As shown in FIG. 4, the key structure 1 can include the upper cover 60. The upper cover 60 is arranged on the pressing unit 10, and the upper cover 60 is formed with a plurality of openings 61. The pressing members 11 are exposed to the user by penetrating the openings 61. Thus, the openings 61 function to restrict lateral flexion of the pressing members 11. More specifically, when the pressing member 11 is depressed, the pressing member 11 will deform downwardly and laterally. However, the openings 61 restrict any significant deformation by the side faces 113 of the depressed pressing member 11. Thus, the pressing members 11 are prevented from bulging laterally. The restriction forces the depressed pressing member 11 to deform downwardly to press against the insulating layer 20. The lower cover 70 may be mounted to the underside of the second conducting layer 50 as a support means. The upper and lower covers 60 and 70 cooperate to protect the internal components of the key structure 1.

Please refer to FIG. 5, which is a cross-sectional view showing the key structure 1 at depressed state. The depressed pressing member 11 forces the first conducting layer 31 to abut against the second conducting layer 51. Therefore, electrical connection is established between. More specifically, when external force is exerted on the pressing face 112 of the pressing member 11, the applied force is transmitted vertically downward to the insulating layer 20. The insulating layer 20 is thus forced to push downward. The reason is as follows: the receiving space 111 of the pressing member 11 is a sealed space filled with fluid, the side faces 113 of the pressing member 11 are more rigid relative to the insulating layer 20 and the first conducting layer 30, and the opening 61 of the upper cover 60 restricts lateral deformation of the corresponding pressing member 11. Therefore, the internal fluid inside the receiving space 111 can only transfer the applied force downward to the insulating layer 20. The insulating layer 20 then squeezes the first conducting layer 30 in forcing the corresponding first conducting portion 31 downward. Since the first conducting portion 31 is held facing toward the second conducting portion 51, the first conducting portion 31 is forced into abutment with the second conducting portion 51 by penetrating the through hole 41 of the spacer 40. Thus, electrical communication is established between the first conducting portions 31 and second conducting portions 51, and signal transfer can be achieved.

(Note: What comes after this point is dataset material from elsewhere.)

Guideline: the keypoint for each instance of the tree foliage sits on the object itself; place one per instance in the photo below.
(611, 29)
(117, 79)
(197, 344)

Please refer to FIG. 6, which shows the circuit layouts for the conducting layers of the key structure 1. The first conducting layers 30 and second conducting layers 50 have an electrical circuit to implement signal transmission and electrical communication. Electrical communication between the first conducting portions 31 and second conducting portions 51 is achieved through the electrical circuits of the first conducting layers 30 and second conducting layers 50 respectively. When the user intends to input a signal, the user can depress the pressing face 112 of the target pressing member 11. The fluid inside the receiving space 111 is pushed against the insulating layer 20. The insulating layer 20 squeezes the first conducting layer 30 into deformation. Thus, the first conducting portion 31 abuts the second conducting portion 51 to establish signal communication between. The aforementioned electrical circuits then transfer the user signal to the target destination.

The key structure 1 may be used for different types of keyboards or keypads. The applications include desktop computers, laptop computers, electronic dictionaries, e-book readers, land phones, mobile phones, mobile radios, remote controls, etc. The key structure 1 includes at least one pressing member 11. The shape of the key structure 1 may be square, rectangular, diamond-like, polygonal, circular, etc. The exact shape of the key structure 1 is determined by the intended application. In general, the key structure 1 may be used for keyboards or as user input interface for electrical or digital devices.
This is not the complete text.